OREA spokespersons have pushed back against the portrayals of the opposition as broad, suggesting it’s a vocal minority and that OREA has held multiple town-hall sessions explaining the mandate to members since the vote.

“By having every member as part of the program, we’re much more attractive to insurance companies to give us much better deals at more affordable rates than you get in an optional program,” said OREA CEO Tim Hudak.

“There are realtors who will say that they’re independent contractors, and that people who don’t buy insurance, that’s the risk that they take,” said Mr. Hudak. “We’re gonna look out for the benefit of the profession as a whole. And it did have the support of 80 per cent of voting delegates.”

Opponents say OREA’s voting structure is part of the problem. They note that the single largest board in the province – the Toronto Regional Real Estate Board (TRREB) – has 49 per cent of the votes at OREA for its more than 70,000 members. Opponents of the new wellness program say they have so far failed to get satisfactory answers as to why TRREB and the rest of OREA is pushing the plan.

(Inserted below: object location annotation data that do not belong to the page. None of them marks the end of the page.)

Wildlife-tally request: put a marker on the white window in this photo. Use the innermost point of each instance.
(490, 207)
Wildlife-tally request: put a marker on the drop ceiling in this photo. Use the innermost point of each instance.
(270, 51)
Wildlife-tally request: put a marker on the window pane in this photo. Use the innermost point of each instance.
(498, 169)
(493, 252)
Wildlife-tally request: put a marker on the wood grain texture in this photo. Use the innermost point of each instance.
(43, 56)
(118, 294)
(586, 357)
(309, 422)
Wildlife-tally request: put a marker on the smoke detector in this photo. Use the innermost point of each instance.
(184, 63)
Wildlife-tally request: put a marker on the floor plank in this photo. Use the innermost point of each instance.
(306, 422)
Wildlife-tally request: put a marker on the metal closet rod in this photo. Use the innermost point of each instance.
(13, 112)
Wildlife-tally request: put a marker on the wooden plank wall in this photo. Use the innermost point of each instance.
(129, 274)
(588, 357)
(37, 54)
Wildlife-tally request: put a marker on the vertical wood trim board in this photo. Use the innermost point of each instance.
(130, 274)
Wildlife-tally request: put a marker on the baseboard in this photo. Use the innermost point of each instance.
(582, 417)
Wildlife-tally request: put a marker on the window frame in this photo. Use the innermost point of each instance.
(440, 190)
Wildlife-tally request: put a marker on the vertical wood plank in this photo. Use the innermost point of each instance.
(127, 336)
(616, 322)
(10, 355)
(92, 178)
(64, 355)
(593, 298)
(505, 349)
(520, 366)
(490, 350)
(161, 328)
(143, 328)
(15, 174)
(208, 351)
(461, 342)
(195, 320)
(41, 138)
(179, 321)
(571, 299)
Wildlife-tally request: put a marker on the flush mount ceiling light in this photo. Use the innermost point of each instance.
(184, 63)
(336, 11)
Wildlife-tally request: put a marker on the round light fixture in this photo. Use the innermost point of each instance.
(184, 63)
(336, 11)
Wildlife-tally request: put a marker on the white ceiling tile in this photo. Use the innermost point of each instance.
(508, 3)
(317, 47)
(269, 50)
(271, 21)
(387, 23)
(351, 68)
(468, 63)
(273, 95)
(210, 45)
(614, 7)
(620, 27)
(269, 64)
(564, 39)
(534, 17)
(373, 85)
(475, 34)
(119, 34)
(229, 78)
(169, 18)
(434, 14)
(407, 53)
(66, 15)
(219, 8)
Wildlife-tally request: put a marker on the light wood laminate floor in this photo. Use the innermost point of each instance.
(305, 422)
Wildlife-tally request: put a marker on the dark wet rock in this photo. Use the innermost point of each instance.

“It’s gaslighting: nobody will answer a question directly and nobody responds to an e-mail,” said Liz Polak, who is one of the agents behind the anti-ORWP GoFundMe campaign. “There’s a lot of people still uninformed. You go to an open house and five to 10 realtors there might not know it’s mandatory.”

Many agents support the plan. Michael Bertolli is a managing partner with International Realty Firm Inc. in Whitby, Ont. and joined the Stop ORWP Facebook group mainly to see what was being said.

“I’m surprised at the vitriol,” Mr. Bertolli said. “I feel it’s a basic program, but a fair program in a world where a lot of people don’t have access to this kind of thing.”

“A lot of the people in the group, they are on the conspiracy bandwagon: ‘OREA they are all taking back-handers,’ that it’s a big scam. A lot of them are looking to take down organized real estate; looking to end OREA.”

The anger is real, but so is the threat from OREA if members decide to simply not pay the extra dues or try to opt-out.

“[OREA] have been very clear that participation in this program is a condition of membership, and if a member or an entire board/association declines to participate, then they will be terminated,” said Bill Duce, CEO of the Waterloo Region Association of Realtors, one of the boards that pushed to review the decision.

An OREA membership is not required to sell real estate in the province. But membership is mandatory if you want access to the proprietary multiple-listing service software that gives realtors the ability to find properties, analyze trends and post their own listings.

Those opposed to the new plan argue that OREA has unfairly tied the essential business tools of its members directly to this insurance scheme.

“I have never seen such anger and division within the industry,” said Barry Lebow, who has been a realtor for 56 years. He says there are many agents now trying to figure out how to replace board leadership, whom he claims have become unaccountable. “There’s no Hail Mary here, this is going to go through and there’s nothing we can do about it. All we can do is to try to get back control of the boards.”

Ms. Johnson faces a stark choice if the mandate goes through: Quit real estate or incur more than $70,000 extra a year in prescription costs. While she supports realtors getting health benefits, the inability to opt-out of ORWP endangers not just her career, but also that of her son Kyle who is in university and had hoped to join her as a real estate agent when he graduates.

“This was what his end-goal … that’s out the window now,” she said.